Local Outreach Members March Through Baltimore To Stop The Violence
BALTIMORE (WJZ) -- Two men shot and another stabbed in Baltimore in just two hours. Community members are taking a new stand against violence, going one on one with troubled young men.
Monique Griego has more on the latest efforts to combat crime.
This time organizers took a much smaller group. There were no police or politicians.
A deadly start to the summer in Baltimore City has community members teaming up and suiting up to try and stop the violence.
"I'm from the streets. I've been incarcerated. I've been on these corners in my younger days," said Munir Bahar, COR Community organizer.

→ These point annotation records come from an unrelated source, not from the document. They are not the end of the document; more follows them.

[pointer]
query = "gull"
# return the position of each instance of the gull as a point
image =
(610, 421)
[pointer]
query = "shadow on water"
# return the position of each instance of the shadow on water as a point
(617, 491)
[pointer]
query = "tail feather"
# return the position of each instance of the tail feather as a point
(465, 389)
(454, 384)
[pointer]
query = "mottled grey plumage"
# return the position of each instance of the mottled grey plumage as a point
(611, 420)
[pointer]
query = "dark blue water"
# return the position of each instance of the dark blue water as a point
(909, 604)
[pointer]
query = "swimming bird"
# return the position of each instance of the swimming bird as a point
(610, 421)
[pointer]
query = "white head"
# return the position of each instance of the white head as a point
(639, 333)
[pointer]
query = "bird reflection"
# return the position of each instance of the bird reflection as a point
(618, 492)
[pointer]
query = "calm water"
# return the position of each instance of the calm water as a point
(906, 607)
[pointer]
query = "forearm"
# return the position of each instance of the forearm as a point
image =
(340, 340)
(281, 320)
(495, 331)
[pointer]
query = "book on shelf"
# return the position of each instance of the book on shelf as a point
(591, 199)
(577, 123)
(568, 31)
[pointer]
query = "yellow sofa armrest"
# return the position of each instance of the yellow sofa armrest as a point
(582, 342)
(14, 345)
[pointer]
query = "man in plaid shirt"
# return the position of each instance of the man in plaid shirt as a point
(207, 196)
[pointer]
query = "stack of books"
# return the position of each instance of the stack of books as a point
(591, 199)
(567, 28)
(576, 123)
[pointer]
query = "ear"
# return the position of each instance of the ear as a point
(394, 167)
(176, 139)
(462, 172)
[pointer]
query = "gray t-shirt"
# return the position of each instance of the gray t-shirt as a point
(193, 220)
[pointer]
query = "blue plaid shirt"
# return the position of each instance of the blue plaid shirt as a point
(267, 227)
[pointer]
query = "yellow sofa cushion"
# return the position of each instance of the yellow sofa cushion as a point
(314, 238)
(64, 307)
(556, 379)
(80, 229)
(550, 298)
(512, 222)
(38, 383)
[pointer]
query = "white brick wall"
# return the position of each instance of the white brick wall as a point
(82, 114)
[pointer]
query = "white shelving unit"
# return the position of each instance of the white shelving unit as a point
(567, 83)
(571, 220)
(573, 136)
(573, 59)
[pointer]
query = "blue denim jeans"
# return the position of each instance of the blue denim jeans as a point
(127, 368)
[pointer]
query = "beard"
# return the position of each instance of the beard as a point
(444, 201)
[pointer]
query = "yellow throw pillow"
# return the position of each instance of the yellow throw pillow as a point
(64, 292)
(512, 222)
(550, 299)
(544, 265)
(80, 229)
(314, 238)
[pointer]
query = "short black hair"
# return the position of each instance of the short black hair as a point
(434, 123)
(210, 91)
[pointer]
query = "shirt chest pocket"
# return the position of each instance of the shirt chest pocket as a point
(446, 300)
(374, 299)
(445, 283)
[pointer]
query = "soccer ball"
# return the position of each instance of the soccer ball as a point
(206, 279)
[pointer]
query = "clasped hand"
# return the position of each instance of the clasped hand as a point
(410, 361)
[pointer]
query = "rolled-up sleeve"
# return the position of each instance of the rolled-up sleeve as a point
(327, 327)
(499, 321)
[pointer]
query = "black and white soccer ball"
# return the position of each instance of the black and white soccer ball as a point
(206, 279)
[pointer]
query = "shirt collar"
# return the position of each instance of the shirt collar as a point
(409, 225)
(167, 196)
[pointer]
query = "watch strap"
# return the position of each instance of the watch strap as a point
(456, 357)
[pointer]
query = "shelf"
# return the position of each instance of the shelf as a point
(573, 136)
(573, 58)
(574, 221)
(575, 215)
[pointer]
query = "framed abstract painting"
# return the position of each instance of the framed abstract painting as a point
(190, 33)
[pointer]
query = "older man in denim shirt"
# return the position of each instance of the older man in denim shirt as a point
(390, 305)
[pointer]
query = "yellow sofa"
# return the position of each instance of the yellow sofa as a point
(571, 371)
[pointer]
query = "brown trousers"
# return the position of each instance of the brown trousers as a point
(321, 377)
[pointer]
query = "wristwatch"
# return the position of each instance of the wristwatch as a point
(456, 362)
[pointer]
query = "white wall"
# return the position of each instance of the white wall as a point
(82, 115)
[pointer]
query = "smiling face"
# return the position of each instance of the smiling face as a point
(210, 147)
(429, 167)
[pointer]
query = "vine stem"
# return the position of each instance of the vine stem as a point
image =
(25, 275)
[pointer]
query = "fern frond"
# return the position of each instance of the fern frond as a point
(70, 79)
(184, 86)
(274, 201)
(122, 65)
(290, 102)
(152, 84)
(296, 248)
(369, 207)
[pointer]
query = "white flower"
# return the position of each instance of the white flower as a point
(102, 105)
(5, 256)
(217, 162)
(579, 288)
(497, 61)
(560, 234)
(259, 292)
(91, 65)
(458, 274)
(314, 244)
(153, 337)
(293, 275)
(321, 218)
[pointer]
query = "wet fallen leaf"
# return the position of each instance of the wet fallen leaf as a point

Munir Bahar is the leader of COR, a local outreach program. Friday night, he and dozens of other members gathered for an anti-violence march in the toughest parts of East Baltimore.
Earlier this month, a 300 man march paraded down North Avenue. But this group is taking a different approach.
"Without the police escorts, without the really large crowds," said Robert Drowos, COR Community Group.
Bahar plans to speak to young men in these neighborhoods one on one.
"We're going right to them. Right where they hang out on the corners," said Bahar.
COR's march comes at a time when police are also using a new tactic. The department's naming of Baltimore's "Public Enemy No. 1" has led to the arrest of two accused killers.
Friday night, detectives also captured Troy Keene. They say he gunned down a man on Bennett Place--a street so deadly, it was closed off to prevent future violence.
Bahar believes his form of outreach can help curb these types of killings.
"To have these young guys who used to be in the streets out here now marching with us is a testament to that type of work. That type of direct engagement," he said.
Although the group did not want police marching with them, officers were on hand from a distance in case anything happened.
In Friday night's stabbing, a person of interest has been taken into custody. No arrest yet in either of the shootings.